Wyświetl Pojedyńczy Post
Stary 26-08-2008, 13:14   #26
Renegat
 
Reputacja: 1 Renegat jest godny podziwuRenegat jest godny podziwuRenegat jest godny podziwuRenegat jest godny podziwuRenegat jest godny podziwuRenegat jest godny podziwuRenegat jest godny podziwuRenegat jest godny podziwuRenegat jest godny podziwuRenegat jest godny podziwuRenegat jest godny podziwu
Podchodzi do starca, kontem oka obserwując dziwne zamieszanie jakie ma miejsce w ciemnym i brudnym lochu. Widzi jak cyrkowiec wyzwala sie z uścisku siłacza i szykuje broń, by zadać mu ostateczne cios. Jednak nie uwalnia pocisku, czeka, a jego przeciwnik w tym momencie stacza się na ziemię, coś przy tym mamrocząc.

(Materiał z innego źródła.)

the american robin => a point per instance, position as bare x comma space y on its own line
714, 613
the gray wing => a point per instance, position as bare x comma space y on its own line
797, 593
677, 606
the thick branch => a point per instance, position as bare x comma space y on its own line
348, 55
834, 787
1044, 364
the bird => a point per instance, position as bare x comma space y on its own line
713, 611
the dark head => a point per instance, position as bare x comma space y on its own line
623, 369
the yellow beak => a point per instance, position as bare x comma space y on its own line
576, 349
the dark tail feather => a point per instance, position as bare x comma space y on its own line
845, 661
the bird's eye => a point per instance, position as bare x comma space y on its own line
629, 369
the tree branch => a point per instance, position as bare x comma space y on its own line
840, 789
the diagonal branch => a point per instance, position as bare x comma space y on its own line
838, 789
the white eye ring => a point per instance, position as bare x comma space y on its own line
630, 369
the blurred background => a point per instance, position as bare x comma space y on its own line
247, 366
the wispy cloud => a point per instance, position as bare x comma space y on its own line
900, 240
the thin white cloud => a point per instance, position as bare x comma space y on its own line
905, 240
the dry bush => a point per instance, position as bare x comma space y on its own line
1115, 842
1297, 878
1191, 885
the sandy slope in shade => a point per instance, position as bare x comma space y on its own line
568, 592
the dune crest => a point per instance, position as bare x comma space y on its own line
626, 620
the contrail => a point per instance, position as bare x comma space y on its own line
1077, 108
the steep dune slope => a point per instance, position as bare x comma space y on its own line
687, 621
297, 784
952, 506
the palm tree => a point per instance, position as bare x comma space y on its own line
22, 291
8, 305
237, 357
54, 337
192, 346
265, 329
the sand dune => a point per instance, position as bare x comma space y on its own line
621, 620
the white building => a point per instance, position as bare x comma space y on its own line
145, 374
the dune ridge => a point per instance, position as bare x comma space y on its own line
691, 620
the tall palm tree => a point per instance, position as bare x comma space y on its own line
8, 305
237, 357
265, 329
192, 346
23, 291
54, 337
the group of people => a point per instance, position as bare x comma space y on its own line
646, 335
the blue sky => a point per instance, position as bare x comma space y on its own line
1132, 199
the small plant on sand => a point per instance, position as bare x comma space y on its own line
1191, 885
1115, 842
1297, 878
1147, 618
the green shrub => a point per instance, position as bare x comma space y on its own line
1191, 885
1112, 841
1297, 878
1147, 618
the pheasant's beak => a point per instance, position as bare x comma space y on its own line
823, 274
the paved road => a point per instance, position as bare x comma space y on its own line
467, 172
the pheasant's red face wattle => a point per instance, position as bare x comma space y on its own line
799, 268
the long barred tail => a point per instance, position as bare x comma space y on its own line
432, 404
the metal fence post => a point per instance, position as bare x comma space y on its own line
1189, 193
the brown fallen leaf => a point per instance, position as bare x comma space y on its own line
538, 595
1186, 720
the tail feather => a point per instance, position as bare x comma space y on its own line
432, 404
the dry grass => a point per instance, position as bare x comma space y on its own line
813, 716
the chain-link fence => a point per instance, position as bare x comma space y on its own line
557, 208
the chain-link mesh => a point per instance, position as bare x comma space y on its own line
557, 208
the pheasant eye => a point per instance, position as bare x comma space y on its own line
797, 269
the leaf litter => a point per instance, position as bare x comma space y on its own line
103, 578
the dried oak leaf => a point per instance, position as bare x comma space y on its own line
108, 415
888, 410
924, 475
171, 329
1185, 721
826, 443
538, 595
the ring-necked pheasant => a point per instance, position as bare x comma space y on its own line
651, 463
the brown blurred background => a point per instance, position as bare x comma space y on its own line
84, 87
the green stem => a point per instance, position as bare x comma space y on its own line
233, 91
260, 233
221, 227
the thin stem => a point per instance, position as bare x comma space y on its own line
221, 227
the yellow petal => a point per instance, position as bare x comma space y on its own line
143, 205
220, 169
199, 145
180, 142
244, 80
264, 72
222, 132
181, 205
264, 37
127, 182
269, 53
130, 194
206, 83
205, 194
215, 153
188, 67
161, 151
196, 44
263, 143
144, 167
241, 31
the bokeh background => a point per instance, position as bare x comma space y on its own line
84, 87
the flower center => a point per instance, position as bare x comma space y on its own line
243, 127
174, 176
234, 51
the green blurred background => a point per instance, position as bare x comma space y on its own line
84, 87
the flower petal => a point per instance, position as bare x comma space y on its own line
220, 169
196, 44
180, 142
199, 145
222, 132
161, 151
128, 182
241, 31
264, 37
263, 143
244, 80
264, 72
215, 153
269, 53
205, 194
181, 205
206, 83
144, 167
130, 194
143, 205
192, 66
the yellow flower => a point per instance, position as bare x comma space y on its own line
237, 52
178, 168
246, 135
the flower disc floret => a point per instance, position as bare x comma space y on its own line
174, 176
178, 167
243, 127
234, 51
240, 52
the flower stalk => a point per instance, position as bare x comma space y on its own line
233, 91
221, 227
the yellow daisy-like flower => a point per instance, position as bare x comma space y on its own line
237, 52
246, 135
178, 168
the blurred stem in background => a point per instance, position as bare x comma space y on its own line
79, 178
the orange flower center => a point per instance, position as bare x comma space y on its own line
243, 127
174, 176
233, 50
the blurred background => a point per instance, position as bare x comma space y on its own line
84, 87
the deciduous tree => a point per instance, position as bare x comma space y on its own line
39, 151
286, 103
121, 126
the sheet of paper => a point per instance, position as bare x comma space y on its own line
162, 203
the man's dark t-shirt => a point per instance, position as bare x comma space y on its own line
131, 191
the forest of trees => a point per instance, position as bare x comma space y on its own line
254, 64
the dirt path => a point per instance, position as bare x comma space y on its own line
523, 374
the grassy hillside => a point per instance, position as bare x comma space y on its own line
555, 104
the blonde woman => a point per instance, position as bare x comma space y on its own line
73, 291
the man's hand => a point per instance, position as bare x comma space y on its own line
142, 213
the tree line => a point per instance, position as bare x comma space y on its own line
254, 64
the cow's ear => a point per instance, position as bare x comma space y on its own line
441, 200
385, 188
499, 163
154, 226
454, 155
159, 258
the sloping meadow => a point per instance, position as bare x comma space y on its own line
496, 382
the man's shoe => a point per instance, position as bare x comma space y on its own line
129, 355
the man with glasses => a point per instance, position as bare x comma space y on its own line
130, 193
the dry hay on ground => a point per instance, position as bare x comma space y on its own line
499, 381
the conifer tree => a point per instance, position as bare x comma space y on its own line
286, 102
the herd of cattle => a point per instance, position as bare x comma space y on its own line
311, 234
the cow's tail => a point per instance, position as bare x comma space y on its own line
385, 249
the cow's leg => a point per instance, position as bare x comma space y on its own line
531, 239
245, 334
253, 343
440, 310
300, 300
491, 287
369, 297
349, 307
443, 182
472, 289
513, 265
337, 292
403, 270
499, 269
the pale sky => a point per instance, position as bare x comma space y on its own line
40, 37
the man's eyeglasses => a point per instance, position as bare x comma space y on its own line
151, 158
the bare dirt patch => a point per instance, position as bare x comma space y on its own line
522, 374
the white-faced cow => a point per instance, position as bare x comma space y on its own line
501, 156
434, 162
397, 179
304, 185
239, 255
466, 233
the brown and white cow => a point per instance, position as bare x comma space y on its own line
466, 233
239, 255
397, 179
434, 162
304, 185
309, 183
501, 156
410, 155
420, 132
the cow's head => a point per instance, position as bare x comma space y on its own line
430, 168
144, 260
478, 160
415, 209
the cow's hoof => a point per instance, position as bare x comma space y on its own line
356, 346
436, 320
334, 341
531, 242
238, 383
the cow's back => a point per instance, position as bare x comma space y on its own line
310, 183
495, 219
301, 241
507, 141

Teraz spojrzał na starca. Cały siwiutki, choć nawet i to jest trudne do określenia przez zaledwie parę włosów, które pozostały mu na głowie. Jego twarz pokryta jest licznymi zmarszczkami, a jej grymas może oznaczać tylko jedno: pomocy!

-Zatem starcze, co mi dasz jak Cię uwolnię. Ile tego będzie i kiedy to otrzymam. Chcę wiedzieć wszystko! Jak będę zadowolony z odpowiedzi i sumy, to jest szansa ze Cię uwolnię. I pamiętaj Oby tego było dużo, bo jak nie to widzisz jak te truchła za moimi plecami są spragnione śmierci? Więc mów, czekam.-

Po czym zwolnił oddech i lekko kucnął przy staruszku tak, by dobrze słyszeć każde jego słowo.